I keep finding myself wanting to compare Inherent Vice and The Wire -- funny they don't seem at first glance all that similar, beyond some superficial notes like a lot of characters being police, lawyers, or drug users -- and look how much I have to abstract to even get this superficial similarity to apply! But Bjornsen's plot to get Doc involved in (oh wait, careful about the spoilers) his personal grudge reminds me somehow of McNulty's subterfuge to get more money for the department. I would love to see Dominic West playing Bjornsen, and indeed for a while I was picking out actors from The Wire for all of the parts...

There may be nothing at all to this juxtaposition. With both works, I had trouble being drawn into the plot and identifying with the characters, but had a good time with the watching/reading.
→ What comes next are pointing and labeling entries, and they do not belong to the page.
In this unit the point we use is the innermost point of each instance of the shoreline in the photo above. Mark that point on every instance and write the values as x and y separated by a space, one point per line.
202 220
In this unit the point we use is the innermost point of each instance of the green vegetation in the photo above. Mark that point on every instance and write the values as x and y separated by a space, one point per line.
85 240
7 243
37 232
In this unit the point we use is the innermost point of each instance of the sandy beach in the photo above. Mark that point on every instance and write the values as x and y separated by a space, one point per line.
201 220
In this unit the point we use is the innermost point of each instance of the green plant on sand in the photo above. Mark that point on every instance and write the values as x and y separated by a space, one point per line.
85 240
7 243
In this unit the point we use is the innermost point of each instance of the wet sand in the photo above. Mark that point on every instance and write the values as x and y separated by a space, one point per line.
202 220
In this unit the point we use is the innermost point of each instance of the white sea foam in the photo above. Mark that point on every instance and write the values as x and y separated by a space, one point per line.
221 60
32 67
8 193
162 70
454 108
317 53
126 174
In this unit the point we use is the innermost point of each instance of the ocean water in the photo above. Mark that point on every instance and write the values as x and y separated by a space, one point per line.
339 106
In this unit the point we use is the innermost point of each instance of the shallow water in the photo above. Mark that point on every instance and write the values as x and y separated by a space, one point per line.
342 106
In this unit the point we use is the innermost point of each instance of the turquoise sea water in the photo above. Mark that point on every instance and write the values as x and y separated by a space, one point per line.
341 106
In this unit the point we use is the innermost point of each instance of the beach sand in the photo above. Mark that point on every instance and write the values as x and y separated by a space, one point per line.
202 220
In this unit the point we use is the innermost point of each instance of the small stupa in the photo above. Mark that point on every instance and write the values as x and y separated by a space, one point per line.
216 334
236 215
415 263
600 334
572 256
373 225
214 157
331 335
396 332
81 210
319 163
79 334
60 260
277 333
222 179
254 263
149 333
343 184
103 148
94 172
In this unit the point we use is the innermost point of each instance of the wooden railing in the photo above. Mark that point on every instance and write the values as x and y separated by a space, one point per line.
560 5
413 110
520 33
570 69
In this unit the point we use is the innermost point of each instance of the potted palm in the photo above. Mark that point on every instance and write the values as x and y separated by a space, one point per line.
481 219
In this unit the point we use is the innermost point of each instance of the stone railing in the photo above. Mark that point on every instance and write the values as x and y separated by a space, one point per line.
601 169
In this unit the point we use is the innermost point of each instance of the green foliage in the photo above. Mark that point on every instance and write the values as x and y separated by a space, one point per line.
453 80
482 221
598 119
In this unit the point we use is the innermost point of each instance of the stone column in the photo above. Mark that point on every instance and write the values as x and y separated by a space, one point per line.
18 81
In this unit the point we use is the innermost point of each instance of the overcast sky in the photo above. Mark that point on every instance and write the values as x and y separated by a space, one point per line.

posted evening of August 18th, 2009: Respond
➳ More posts about Inherent Vice

Monday, August 17th, 2009

🦋 Shaggy Dog Stories

The clock up on the wall, which reminded Doc of elementary school back in the San Joachin, read some hour that it could not possibly be. Doc waited for the hands to move, but they didn't, from which he deduced that the clock was broken and maybe had been for years. Which was groovy however because long ago Sortilège had taught him the esoteric skill of tellig time from a broken clock. The first thing you had to do was light a joint, which in the Hall of Justice might seem odd, but surely not way back here -- who knew, maybe even outside the jurisdiction of local drug enforcement -- though to be on the safe side he also lit up a De Nobili cigar and filled the room with a precautionary cloud of smoke from the classic Mafia favorite. After inhaling pot smoke for a while, he looked up at the clock, and sure enough, it showed a different time now, though this could also be from Doc having forgotten where the hands were to begin with.
I am not sure if this will sound like weak tea, recommendation-wise -- this is a nice compact example of the bits I am loving in Inherent Vice -- if it made you laugh, read the book for a lot more... The story is coming a bit more into focus for me towards the end of the book, but I'm definitely reading primarily for Pynchon's games.